# Importing Alabama reef numbers to simrad nss12 evo2



## Vandellism (Feb 4, 2017)

Hey, new to the forum. I am trying to figure out how to upload the Alabama public reef files to my Simrad. Alabama outdoor has a listof all coordinates and files you can use, I tried the "GMX" file but simrad seems to have no information on how to transfer from the memory card to the unit. It is a Simrad NSS12 Evo 2, any help would be great, thanks

--Chuck


----------



## sealark (Sep 27, 2007)

Call them and have a paper and pencil ready. It took two programs free from them and so much time I sold mine and got a Garmin. That was 5 years ago so things might have changed.

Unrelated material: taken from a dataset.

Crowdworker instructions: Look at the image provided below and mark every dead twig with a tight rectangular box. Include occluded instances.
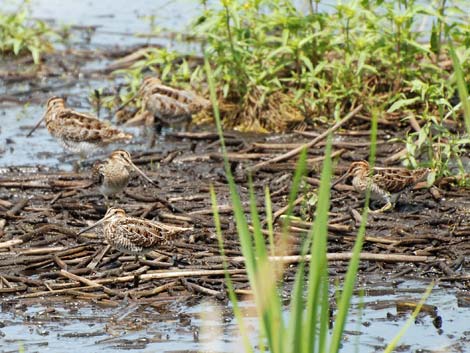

Oh you can take your wallet and go to Georges, I have heard he will convert them for you.


----------



## 60hertz (Oct 1, 2007)

To Install the gpx points on the memory card:
1. Insert the memory card into your computer's card reader.

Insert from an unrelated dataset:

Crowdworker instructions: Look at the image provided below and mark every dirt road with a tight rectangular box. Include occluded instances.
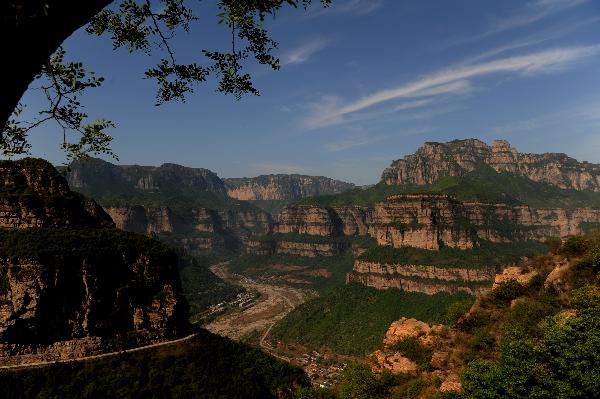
[204,262,316,350]
[0,333,196,370]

2. Use Windows	Explorer go to the Waypoints folder <-- YOU CREATE THIS FOLDER AND PUT THE GPX FILE FROM ALABAMA HERE.


3. Copy the GPX file from your computer to the memory card, put the .gpx files directly to the root of the memory card.

4. Eject the memory card from your computer.

To import the gpx route file into your Lowrance or Simrad plotter:
1. Insert the memory card into your plotter.

2. Turn on the plotter if it is not already on (it does not have to be turned off to remove or insert a memory card).

3. Click the "Page" button to go to the selection of different screens for the plotter. From the various screens stop at "Waypoints, Routes, and Trails" then select "Files"

4. On the Files screen select the memory card that has your GPX. Click "enter" and you will see a list of the .gpx files that you put onto the memory card.

This should do it...although, I DID NOT stay at a Holiday Inn Express last night and my Starbucks hasn't kicked in yet.


----------



## Getsome (Sep 28, 2007)

60hertz said:


> To Install the gpx points on the memory card:
> 1. Insert the memory card into your computer's card reader.
> 
> 2. Use Windows	Explorer go to the Waypoints folder <-- YOU CREATE THIS FOLDER AND PUT THE GPX FILE FROM ALABAMA HERE.
> ...


I'm battling the same problem. When I follow this route, I only have the export option. I can see the .GPX file, but no import option is available. It's driving me crazy. I read in the user manual that the ''serial port'' option outputs the waypoints over NMEA 0183. The receiving GPS/PC will typically need to be set to allow import of waypoints. What the hell does this mean??


----------